Automatically finding and fixing insecure HTTP links

End of last month I attended the KDE privacy goal sprint in Leipzig. Together with Sandro I continued to look into tooling for identifying and fixing insecure HTTP links, an issue I have written about earlier already. The result of this can be found in D19996.

Identifying insecure links

The first tool we built is httpcheck, a scanner for http: URLs in whatever files you point it to. This is optimized for high speed and therefore doesn’t do any online validation etc.

Obviously something like this can never be perfect, so this has a few features to deal with the common problems we encounter:

There is a global exclusion list for known URIs as e.g. used in XML namespaces, where the http: is part of the identifier and not resolved as a network address (see also the last post on this issue).
There is an exclusion list for services known to not support transport encryption (yes, those still exist in 2019), as well as for URLs that would just produce an unmanageable amount of warning noise for now (that’s mainly the gnu.org addresses commonly found in license headers).
Like other code checkers, this supports inline and per module overrides to suppress warnings. It is for example quite important to not touch code that deals with adjusting http: to https: URLs and therefore might validly contain parts of what seems to be an insecure URL.

A tool like this is mainly useful to prevent new issues from being introduced, and there’s two ideas on how to deploy this:

As a unit test injected by ECM into all projects (as it’s currently done for the appstream test, and that’s also why the code for this is in ECM).
As a commit hook, similar to the license checks run at commit time.

Before rolling this out we need to fix the current code base first though, to not drown in warnings and test failures.

Automatically fixing insecure links

And that brings us to the second tool, httpupdate, which is is meant to automate the migration to https: URLs. This will consume the same overrides and exclusion list as httpcheck, so it wont touch anything explicitly marked as intentionally using http:. It also doesn’t simply replace http: by https: but it first validates that the corresponding service actually supports secure connections.

A side-effect of this is that it also identifies dead links or no longer existing services, and therefore helps to maintain e.g. our documentation.

Of course this is also imperfect, the result always needs manual review, but it nevertheless massively speeds up the process compared to doing all this manually.

Impact

How much does this help with the overall privacy for our users though? How often do you click on links in the documentation, CMake output, or let alone in license headers? And even then, doesn’t HSTS enabled browsers and properly configured web servers redirect to secure connections anyway? In most cases this is probably true, and the practical impact is limited.

However during the test runs of the tools at the sprint we found two possible data leaks this way (one when using an URL shortening service, one for a pastebin service), among hundreds of probably less impactfull insecure links.
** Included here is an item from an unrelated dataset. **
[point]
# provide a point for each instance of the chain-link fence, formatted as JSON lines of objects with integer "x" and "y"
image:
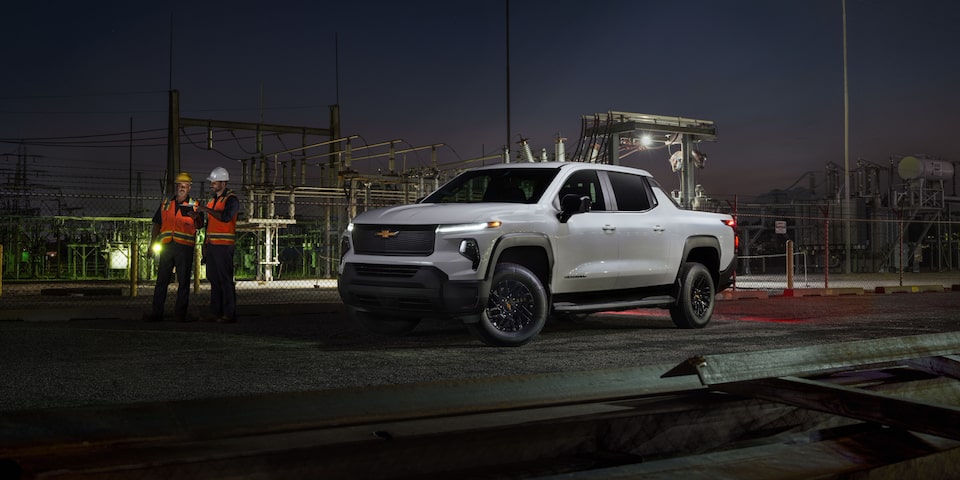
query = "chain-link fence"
{"x": 56, "y": 247}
So I think this is worth it even if it just helps us to spot a potential high impact issue among the many harmless ones.

Contribute

As mentioned above, before it makes sense to roll out the continuous checks for this we need to fix the current state. That means going through all repositories and see what these tools find, fix things and improve the tools and their exclusion lists on the way. So there’s plenty of opportunity to help :)